オーケストラというチームビルディング方法

以前、[のだめ開発] 指揮者 conductor の役割とは | Moonmile Solutions Blog を考えていたときは、「カンタービレ」のほうを考えていたのですが、今回は「オーケストレーション」のほうに重きを置きます。詳細は「のだめカンタービレ」を読んでもらうことにして、ソフトウェア開発の視点からオーケストラを見たときの類似点は、専門家の集団ということです。これは、アジャイル開発でもウォーターフォール開発で同じように使えるチームビルディングの方法です。逆に言えば、専門家ではない人を集めてチームビルディングする方法もあります。以前、Microsoft が提唱していた「ソフトウェアファクトリー」とか、Intelが採用している標準的なスキルによるチームビルディングです。これは、どちらが良いとか悪いとかいうのはないので、適材適所でチームの作り方を選びます。勿論、チームに入っているのは「人」なので、その人に向かないチームもあることを忘れないでください。そういう時は、浅田彰の「逃走論」を読んで、清くチーム/会社から去ることをお勧めします。これは、デマルコ著「ピープルウェア」やヨードン著「デスマーチ」でも言われていることですので忘れずに。

さて、今回の研修のように、

  • 中途入社が対象
  • システムエンジニア、プログラマが混在

というスタイルでチームを組む場合は、いわゆる LLC/LLP(合同会社/合資会社)に近い形態でチームを組みます。LLCとLLPは会社法的には異なるものなのですが、ここでは「各自のスキルを持ち寄る」というところに注目します。

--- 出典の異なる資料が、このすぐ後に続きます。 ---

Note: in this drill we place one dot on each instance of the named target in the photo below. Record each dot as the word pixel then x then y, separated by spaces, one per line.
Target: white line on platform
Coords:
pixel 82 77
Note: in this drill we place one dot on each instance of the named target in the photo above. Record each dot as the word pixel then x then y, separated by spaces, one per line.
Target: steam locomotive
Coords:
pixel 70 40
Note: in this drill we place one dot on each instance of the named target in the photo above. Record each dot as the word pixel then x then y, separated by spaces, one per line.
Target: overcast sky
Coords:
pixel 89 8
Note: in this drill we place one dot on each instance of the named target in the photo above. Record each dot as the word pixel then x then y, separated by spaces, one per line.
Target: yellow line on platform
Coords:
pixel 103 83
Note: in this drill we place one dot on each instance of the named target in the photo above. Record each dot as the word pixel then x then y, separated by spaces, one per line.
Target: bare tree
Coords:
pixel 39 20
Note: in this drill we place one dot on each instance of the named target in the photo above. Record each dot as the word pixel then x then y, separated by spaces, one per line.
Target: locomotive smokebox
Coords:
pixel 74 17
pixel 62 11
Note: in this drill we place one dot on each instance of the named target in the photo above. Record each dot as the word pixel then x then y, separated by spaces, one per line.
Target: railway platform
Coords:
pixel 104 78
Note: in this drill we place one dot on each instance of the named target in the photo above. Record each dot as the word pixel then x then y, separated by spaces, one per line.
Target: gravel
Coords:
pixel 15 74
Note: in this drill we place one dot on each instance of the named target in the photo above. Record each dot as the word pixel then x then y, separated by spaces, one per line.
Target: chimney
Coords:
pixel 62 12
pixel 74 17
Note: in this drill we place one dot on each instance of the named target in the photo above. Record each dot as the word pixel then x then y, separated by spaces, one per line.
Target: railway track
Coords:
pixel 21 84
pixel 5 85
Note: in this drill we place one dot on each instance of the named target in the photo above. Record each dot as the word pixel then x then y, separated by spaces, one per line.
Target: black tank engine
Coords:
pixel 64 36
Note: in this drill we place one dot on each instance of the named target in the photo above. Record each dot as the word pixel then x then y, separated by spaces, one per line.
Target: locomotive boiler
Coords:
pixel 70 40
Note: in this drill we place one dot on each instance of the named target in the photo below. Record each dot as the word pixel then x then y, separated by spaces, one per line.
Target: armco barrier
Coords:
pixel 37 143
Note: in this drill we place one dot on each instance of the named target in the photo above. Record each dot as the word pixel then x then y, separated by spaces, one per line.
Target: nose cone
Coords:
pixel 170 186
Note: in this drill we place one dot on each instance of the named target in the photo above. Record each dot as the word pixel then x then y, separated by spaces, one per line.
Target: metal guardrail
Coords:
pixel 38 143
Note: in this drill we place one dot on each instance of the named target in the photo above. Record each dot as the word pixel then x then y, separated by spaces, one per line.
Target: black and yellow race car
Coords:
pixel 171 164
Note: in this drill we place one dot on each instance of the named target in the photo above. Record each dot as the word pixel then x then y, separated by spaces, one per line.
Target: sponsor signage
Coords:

ちなみに、新人/自発的に動けない人/モチベーションが低い人、を混ぜるとこの方式は取れません。これは、新人等を否定してるわけではなくて、そういう場合には別なチーム作りがあるということです。例えば、命に係わるようなことは「軍隊式」じゃないとうまくいかない場合もありますからね。そこは、心理学や社会学も含めてベターな方法を選びます。

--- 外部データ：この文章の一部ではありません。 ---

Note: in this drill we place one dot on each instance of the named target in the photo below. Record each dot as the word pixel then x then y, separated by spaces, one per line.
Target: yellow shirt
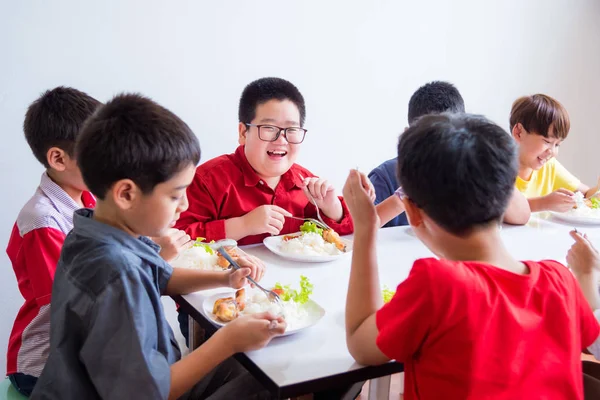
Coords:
pixel 552 176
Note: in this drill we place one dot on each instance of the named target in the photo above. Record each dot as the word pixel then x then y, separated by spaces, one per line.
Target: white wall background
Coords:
pixel 357 64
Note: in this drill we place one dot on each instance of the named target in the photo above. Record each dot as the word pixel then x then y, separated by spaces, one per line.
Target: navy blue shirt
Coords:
pixel 385 183
pixel 109 338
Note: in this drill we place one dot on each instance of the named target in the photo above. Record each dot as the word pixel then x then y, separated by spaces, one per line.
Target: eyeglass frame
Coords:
pixel 279 132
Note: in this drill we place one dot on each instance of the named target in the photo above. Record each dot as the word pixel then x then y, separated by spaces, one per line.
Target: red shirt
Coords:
pixel 468 330
pixel 227 187
pixel 34 248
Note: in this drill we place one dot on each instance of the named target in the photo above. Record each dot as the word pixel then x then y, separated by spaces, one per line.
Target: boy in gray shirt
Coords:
pixel 109 336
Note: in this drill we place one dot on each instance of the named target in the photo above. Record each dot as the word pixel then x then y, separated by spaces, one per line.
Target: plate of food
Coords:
pixel 311 244
pixel 203 256
pixel 586 211
pixel 298 310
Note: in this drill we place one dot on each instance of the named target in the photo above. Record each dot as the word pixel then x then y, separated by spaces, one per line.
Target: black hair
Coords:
pixel 55 120
pixel 265 89
pixel 132 137
pixel 434 98
pixel 460 169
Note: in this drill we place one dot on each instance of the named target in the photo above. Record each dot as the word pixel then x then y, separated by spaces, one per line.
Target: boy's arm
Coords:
pixel 119 344
pixel 364 294
pixel 243 334
pixel 41 251
pixel 390 208
pixel 518 210
pixel 188 371
pixel 363 301
pixel 188 280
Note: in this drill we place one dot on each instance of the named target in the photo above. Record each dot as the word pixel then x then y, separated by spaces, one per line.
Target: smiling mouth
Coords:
pixel 277 153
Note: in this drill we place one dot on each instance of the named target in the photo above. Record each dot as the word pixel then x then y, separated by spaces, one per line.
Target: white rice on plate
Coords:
pixel 197 257
pixel 582 210
pixel 309 244
pixel 296 315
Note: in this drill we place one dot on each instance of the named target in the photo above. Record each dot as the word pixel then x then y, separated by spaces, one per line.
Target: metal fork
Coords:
pixel 271 295
pixel 312 199
pixel 314 221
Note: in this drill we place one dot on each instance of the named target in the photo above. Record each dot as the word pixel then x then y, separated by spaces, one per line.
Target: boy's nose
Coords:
pixel 183 204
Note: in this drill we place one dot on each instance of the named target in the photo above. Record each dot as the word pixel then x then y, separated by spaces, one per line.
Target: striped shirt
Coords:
pixel 34 248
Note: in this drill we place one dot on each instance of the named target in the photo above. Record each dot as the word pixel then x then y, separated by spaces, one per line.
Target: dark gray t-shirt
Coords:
pixel 109 337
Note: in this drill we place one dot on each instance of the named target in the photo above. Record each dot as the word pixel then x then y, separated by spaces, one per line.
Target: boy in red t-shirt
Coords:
pixel 474 323
pixel 250 194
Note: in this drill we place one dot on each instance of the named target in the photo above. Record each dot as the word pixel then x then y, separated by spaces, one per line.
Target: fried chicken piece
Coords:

LLC の場合、それぞれが専門家≒独立できる程度のスキルを持つ人達を集めて、ひとつの会社を作ります。最大のメリットは、営業口を一本化できることと、他の専門家のスキルを自分のスキルとして借りることができる、ということです。いわゆる横のつながりですよね。「引き合わせ」というスタイルです。これは、人材派遣会社と被派遣の関係とは異なります。相互にスキルを渡し合うので、対等な関係になります。LLC の場合、弁護士や医者などの独立した専門家で組むことが多いのですが、実は同じスキルじゃないほうが効率的にチームが組めます。同じスキルの場合は、自分の溢れた仕事や遠地などの都合のあわない仕事に対して、他のチームメンバに振ることになるのですが、異なるスキルの場合は、各専門家に仕事を割り振るというスタイルになります。ちょうど、建築/土建における施工のような感じで、左官、電気工事、内装などの専門家がそれぞれの仕事を受け持つという感じですね。ゼネコンスタイルになると、一次請けという上下関係が発生してしまいますが、もっとフラットな関係になります。

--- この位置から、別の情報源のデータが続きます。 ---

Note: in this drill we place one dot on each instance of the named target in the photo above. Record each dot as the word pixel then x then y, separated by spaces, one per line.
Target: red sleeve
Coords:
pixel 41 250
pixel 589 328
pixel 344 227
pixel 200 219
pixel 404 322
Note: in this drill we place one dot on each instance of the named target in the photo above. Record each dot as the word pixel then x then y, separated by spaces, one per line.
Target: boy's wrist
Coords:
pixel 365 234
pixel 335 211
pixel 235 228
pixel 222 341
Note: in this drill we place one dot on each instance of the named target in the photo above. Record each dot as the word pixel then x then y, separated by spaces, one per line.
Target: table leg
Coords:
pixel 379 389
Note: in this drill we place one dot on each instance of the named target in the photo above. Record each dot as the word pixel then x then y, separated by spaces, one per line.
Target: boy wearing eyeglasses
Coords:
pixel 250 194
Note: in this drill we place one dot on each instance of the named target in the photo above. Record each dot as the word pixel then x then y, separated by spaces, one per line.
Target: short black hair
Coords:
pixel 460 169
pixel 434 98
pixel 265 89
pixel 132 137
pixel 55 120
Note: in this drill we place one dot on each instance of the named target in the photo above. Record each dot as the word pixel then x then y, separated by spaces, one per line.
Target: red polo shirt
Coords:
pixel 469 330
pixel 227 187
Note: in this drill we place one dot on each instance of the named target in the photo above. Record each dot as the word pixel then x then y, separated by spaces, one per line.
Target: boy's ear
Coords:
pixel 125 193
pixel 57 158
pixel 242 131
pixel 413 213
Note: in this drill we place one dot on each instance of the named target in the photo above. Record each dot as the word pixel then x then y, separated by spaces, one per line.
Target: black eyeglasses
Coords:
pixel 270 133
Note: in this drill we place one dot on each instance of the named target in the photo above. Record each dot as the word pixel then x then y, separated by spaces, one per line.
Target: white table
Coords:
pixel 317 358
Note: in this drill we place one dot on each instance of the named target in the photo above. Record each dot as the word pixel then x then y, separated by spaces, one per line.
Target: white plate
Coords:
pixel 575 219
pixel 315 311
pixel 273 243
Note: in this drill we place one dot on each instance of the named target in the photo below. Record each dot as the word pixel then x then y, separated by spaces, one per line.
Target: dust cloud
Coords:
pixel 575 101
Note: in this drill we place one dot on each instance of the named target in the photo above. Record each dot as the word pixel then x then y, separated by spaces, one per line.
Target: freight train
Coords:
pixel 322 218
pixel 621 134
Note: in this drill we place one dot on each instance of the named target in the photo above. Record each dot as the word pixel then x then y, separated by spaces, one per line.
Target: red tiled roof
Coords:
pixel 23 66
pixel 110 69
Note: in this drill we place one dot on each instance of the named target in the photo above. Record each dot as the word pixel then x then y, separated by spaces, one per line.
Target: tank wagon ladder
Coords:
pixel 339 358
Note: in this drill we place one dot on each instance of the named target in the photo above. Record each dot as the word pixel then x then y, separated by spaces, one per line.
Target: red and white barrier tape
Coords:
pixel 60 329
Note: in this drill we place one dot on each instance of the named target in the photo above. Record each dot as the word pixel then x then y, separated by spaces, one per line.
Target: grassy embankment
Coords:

このフラットな関係が「オーケストラ」のスタイルになります。ひとつのオーケストラにおいて、楽器は別々ですが、上下関係があるわけではありません(ヴァイオリンのように第1、第2や、コンサートマスターという役割もありますが、それはチーム内のチームという関係です)。また、楽器の奏者が交換可能というわけではありません。奏者はそれぞれソロでも弾ける実力を持ち、さらにオーケストラとして集まるというチームビルディングの方法です。

ちょうど、システムエンジニア、プログラマ、テスター、データベースアドミニストレータなどが集まってチームを組むところと似ています。大抵の大手のプロジェクトでは、SIer を中心にして系列会社/下請けに割り振るという「ゼネコン」方式を取りますが、独立系の保守会社やソフトウェア会社であれば、オーケストレーションの手法を使えます。

そんなわけで、

  • 色々な専門家を集める
  • 専門家は対等な関係を維持する

を使ったチームを「オーケストレーションによるチーム作り」と呼ぶことにします。

既存のチームビルディングとしてはアジャイル開発スクラムが、オーケストラに近いのですが、専門家の範囲が狭いのと「スクラムマスター」という制度ができてしまったので避けておきます。かつ、スクラムマスター等の「管理/交渉/調節役」と「指揮者(コンダクター)」の役割がかなり異なります。

指揮者 Conductor の役割

のだめカンタービレには、指揮者が何人か出てきますが4巻ぐらいまでの、千秋とシュトレーゼマンの指揮のスタイルを見れば、まずは十分です(もちろん、その先にも色々参考にできるメタファーもあるので、それはおいおいに)。

千秋が、自分の音を表現するために、強烈な主導権をもって指揮をします。それぞれがうまくない学生オケの場合は、奏者のスキルが低いので、そういう教鞭的なスタイルも重要です。これは新人を含めたウォーターフォール形式によいでしょう。しかし、ある程度、おのおのの奏者のスキルが上がっていくと、指揮者の役割は変わってきます。

シュトレーゼマン曰く「楽しい音楽の時間デス」に尽きるのですが、厳しいスキルアップの後には「楽しく」スキルを披露することが重要です。ソフトウェア会社において、スキルを披露するということは、現場でのハードウェアのセッティングであったり、徹夜でのトラブル対処であったり、長期/短期に関わらずソフトウェア開発であったります。いわゆる、顧客に何を「披露」するのかが、重要になってきます。

奏者それぞれのスキルが十分であるならば、複数の奏者がスキルを合わせられるように、出番をそれぞれ調節していくのが指揮者の役目です。勿論、単なる「進行」役(プロンプタ)ではないので、指揮者の目指すところに指揮(誘導)をします。

このあたりが、スクラムマスターとは異なるところで、主にスクラムマスターが強弁であることが重要になる(顧客の対処への交渉力が必須)のに対して、指揮者(コンダクター)は強弁である必要はありません。少しもじるならば「雄弁」ある必要ありますよね。イメージを膨らませて、聴衆(顧客)や奏者(メンバ)に自分のイメージを伝える必要があります。この指揮の仕方は、のだめカンタービレにも出てきてパリ編の指揮のコンテストにも出てきます。

そんな訳で、指揮者(Conductor)と専門家(Professional)の組み合わせが「オーケストレーションによるチームビルディング」の基本になります。

でもって、具体的な話は研修にて。でもって、興味があれば相談してください。研修に加えるか、別途時間を作るか考えます。

補足…「響け!ユーフォマニア」もブラスバンドでチームビルディングの好例なんだけど、あの場合はスキルの低い奏者を集めて指揮者/指導者が引っ張る形(物語的には高校生の成長もあるし)なので、ちょっと違うかな。原作4巻はお勧め。